Monitoring
Dashboards Available
| Dashboard | URL | Purpose |
|---|---|---|
| Harvester UI | https://10.10.12.100 | Cluster nodes, VMs, storage, networking |
| Rancher Manager | https://10.10.12.210 | Multi-cluster overview, workload health |
| SUSE Observability | https://10.10.12.220 | Full-stack topology, metrics, alerts |
| HAProxy Stats | http://10.10.12.93:9000/stats | Load balancer backend health, traffic |
| Longhorn UI | https://10.10.12.100 → Storage → Longhorn | Volume health, replica status |
Harvester Dashboard
Access the Harvester UI at https://10.10.12.100 (or https://harvester-edge.enclave.kubernerdes.com).
Key views:
- Dashboard — cluster-wide CPU/memory/storage utilization
- Hosts — per-node resource usage, disk health, network
- Virtual Machines — running VMs, their state, and console access
- Volumes — Longhorn PVC status, replica counts
- Networks — VM network interfaces and bridge configuration
Node Health Check
From the Harvester UI → Hosts, each node should show:
- State:
Active - Disk:
Schedulable - Memory: reasonable headroom (alert if > 85% used)
From the command line:
# Node conditions
kubectl get nodes -o custom-columns=\
'NAME:.metadata.name,STATUS:.status.conditions[-1].type,REASON:.status.conditions[-1].reason'
# Resource pressure
kubectl top nodes
Rancher Dashboard
Access at https://10.10.12.210 (or https://rancher.enclave.kubernerdes.com).

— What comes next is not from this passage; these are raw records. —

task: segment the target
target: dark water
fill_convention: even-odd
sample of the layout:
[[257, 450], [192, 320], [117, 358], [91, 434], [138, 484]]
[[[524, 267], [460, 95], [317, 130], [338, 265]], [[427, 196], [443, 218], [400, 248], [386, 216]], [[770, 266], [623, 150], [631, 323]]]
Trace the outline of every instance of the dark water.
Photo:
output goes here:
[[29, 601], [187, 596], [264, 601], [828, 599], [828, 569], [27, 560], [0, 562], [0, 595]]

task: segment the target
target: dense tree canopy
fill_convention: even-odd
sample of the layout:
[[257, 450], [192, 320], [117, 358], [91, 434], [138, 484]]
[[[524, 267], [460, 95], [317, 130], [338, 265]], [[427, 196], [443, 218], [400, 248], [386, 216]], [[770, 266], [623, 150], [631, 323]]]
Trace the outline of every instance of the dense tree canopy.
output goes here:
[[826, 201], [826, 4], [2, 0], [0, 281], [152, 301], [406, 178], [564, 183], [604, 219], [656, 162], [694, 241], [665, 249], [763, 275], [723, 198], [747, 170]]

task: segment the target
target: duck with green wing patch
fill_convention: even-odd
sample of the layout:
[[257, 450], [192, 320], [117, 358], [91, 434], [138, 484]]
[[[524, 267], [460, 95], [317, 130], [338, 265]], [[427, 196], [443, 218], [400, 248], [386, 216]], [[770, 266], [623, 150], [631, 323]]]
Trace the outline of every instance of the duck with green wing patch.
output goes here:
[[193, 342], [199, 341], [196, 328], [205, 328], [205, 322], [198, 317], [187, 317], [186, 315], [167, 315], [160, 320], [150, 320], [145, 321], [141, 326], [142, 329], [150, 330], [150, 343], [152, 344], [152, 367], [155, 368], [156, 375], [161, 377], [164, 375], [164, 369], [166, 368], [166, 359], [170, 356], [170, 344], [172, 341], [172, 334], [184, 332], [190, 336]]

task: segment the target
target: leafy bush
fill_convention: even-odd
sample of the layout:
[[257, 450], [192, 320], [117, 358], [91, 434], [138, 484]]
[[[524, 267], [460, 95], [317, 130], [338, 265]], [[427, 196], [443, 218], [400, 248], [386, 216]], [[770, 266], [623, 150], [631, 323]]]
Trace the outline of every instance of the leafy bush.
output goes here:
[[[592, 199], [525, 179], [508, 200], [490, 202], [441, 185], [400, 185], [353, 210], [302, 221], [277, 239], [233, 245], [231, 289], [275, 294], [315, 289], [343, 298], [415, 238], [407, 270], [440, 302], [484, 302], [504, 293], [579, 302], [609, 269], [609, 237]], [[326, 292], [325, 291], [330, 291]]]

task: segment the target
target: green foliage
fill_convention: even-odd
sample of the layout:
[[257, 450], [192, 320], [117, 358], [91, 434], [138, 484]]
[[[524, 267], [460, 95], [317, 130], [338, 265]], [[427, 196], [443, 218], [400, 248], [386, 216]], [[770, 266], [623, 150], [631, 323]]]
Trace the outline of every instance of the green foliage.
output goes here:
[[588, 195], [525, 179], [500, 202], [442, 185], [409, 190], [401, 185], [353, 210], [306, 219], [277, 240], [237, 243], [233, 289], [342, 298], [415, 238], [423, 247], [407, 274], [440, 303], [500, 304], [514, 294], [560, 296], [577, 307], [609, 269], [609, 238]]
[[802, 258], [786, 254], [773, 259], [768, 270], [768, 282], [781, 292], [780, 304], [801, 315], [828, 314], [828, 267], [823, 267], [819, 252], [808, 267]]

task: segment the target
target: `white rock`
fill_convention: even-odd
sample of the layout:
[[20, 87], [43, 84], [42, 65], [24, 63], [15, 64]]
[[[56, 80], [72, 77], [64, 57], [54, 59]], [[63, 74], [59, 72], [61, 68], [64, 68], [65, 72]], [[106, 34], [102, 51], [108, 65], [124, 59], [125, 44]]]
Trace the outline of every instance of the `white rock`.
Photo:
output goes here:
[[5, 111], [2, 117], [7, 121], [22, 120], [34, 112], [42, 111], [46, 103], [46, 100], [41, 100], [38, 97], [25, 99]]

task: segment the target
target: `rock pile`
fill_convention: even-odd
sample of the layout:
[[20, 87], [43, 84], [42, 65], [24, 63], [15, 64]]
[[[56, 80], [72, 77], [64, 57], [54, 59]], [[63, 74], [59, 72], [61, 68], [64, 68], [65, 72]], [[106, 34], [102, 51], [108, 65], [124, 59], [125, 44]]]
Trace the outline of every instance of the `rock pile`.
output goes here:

- Cluster Explorer → select
harvester-edgecluster → workload health - Monitoring → if you've deployed the rancher-monitoring chart, Grafana dashboards are available here
- Fleet → GitOps-managed workloads across clusters
Enable Rancher Monitoring (Optional)
helm repo add rancher-charts https://charts.rancher.com
helm install rancher-monitoring rancher-charts/rancher-monitoring \
--namespace cattle-monitoring-system \
--create-namespace \
--kubeconfig ~/.kube/harvester-config \
--set prometheus.prometheusSpec.resources.requests.memory=512Mi \
--set prometheus.prometheusSpec.resources.limits.memory=2Gi
This deploys Prometheus + Grafana + Alertmanager into the Harvester cluster. Access Grafana via Rancher UI → Monitoring → Grafana.
HAProxy Stats Page
The HAProxy stats page provides real-time load balancer visibility.
Access at: http://10.10.12.93:9000/stats (credentials: admin/rancher)
Key metrics to monitor:
| Metric | Healthy | Alert |
|---|---|---|
| Backend UP count | = configured backend count | Any backend DOWN |
| Session rate | Baseline normal | Sudden spike |
| Error rate | ~0 | > 0.1% |
From the command line (on nuc-00-03):
# Check HAProxy backend status via socket
echo "show stat" | socat stdio /var/run/haproxy/admin.sock | cut -d',' -f1,2,18,19
Key Metrics to Watch
Storage (Longhorn)
# Overall storage health
kubectl get volumes -n longhorn-system
# Degraded volumes (replicas not fully replicated)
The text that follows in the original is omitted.